Overview
Teaching: 10 min
Exercises: 0 minQuestions
What is High Performance Computing?
Why should I be using High Performance Computing for my research?
Don’t I need to know how to program to use High Performance Computing?
Objectives
Understand what an HPC is.
Understand how HPC can improve your research efficiency.
Understand the ‘barrier to entry’ is lower than you’d think.
High Performance Computing, known commonly as HPC or HPRC, is the name given to the use of computers with capabilities beyond the scope of standard desktop computers. The computers that qualify as HPC systems are typically seen as being more powerful than other systems; usually because they have more central processing units (CPUs), CPUs that operate at higher speeds, more memory, more storage, and faster connections with other computer systems. HPC systems are used when the resources of more standard computers, such as most dektops and laptops, are not enough to provide results in a timely fashion, if at all.
A Cluster of Computers?
Most frequently, HPC systems are an interconnected network or cluster or many CPU’s. Each CPU can perform many tasks simultaneously. By distributing "jobs" across many CPU’s, hundreds or thousands of tasks can be performed in parallel.
Working with HPC systems involves the use of a "UNIX shell" through a command line interface (CLI). A UNIX shell is a program which passes user instructions to other programs and returns results to the user or other programs. The user can pass the shell instructions interactively via typing them, or programatically by executing scripts.
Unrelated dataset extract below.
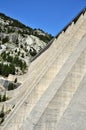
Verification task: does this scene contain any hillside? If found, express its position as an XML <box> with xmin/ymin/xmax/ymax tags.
<box><xmin>0</xmin><ymin>13</ymin><xmax>53</xmax><ymax>76</ymax></box>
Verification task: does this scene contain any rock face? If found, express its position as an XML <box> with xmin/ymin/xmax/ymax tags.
<box><xmin>1</xmin><ymin>9</ymin><xmax>86</xmax><ymax>130</ymax></box>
The most popular UNIX shell is Bash, the Bourne Again Shell, which we will be using to interact with the HPC. As HPC users we need an understanding of basic UNIX commands, which will be the initial focus of this lesson.
Although users can work interactively with HPC systems, it is more common (and better practice) to perform most tasks via submitting "jobs". A job consists of commands which request HPC resources and specify a task to be completed. Jobs are prioritised and placed in a queue by a "job scheduler" before being executed.
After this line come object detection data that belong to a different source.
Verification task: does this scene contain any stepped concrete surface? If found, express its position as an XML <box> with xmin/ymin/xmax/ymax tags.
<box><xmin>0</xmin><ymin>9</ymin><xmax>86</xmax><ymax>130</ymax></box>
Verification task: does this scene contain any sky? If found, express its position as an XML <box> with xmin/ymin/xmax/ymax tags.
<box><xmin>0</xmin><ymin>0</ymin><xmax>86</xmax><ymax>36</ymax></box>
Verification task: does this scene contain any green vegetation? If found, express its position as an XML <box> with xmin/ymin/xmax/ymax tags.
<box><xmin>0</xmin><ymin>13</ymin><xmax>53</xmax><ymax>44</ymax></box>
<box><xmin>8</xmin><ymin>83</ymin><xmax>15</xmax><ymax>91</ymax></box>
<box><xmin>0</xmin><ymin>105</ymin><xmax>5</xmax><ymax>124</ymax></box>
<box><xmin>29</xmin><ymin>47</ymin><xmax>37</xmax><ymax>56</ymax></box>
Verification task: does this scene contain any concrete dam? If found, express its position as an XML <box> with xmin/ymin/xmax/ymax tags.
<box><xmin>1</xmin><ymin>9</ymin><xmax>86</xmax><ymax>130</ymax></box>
HPC systems are designed specifically to assist researchers with analytically demanding tasks. Users can perform many small tasks simultaneously, such as projecting a single model onto datasets from different years. This is an example of “serial programming”, where each task is entirely independent from the others. Alternatively, with the assistance of Message Passing Interfaces (MPI’s), users can combine multiple CPU resources to perform a single task more efficiently. This is an example of “parallel programming”, where each CPU is working on a portion of single task, before results are assembled in the correct order by an MPI. The benefits of using HPC systems for research often far outweigh the cost of learning to use a Shell and include:
Key Points
High Performance Computing (HPC) typically involves connecting remotely to a cluster of computers.
HPCs can be used to do work that would either be impossible or much slower in a Desktop environment.
Typical HPC workflows involve submitting “jobs” to a scheduler which queues/priortises the “jobs” of all users.
The standard method of interacting with HPC’s is via a Linux-based Command Line Interface called “The Shell”.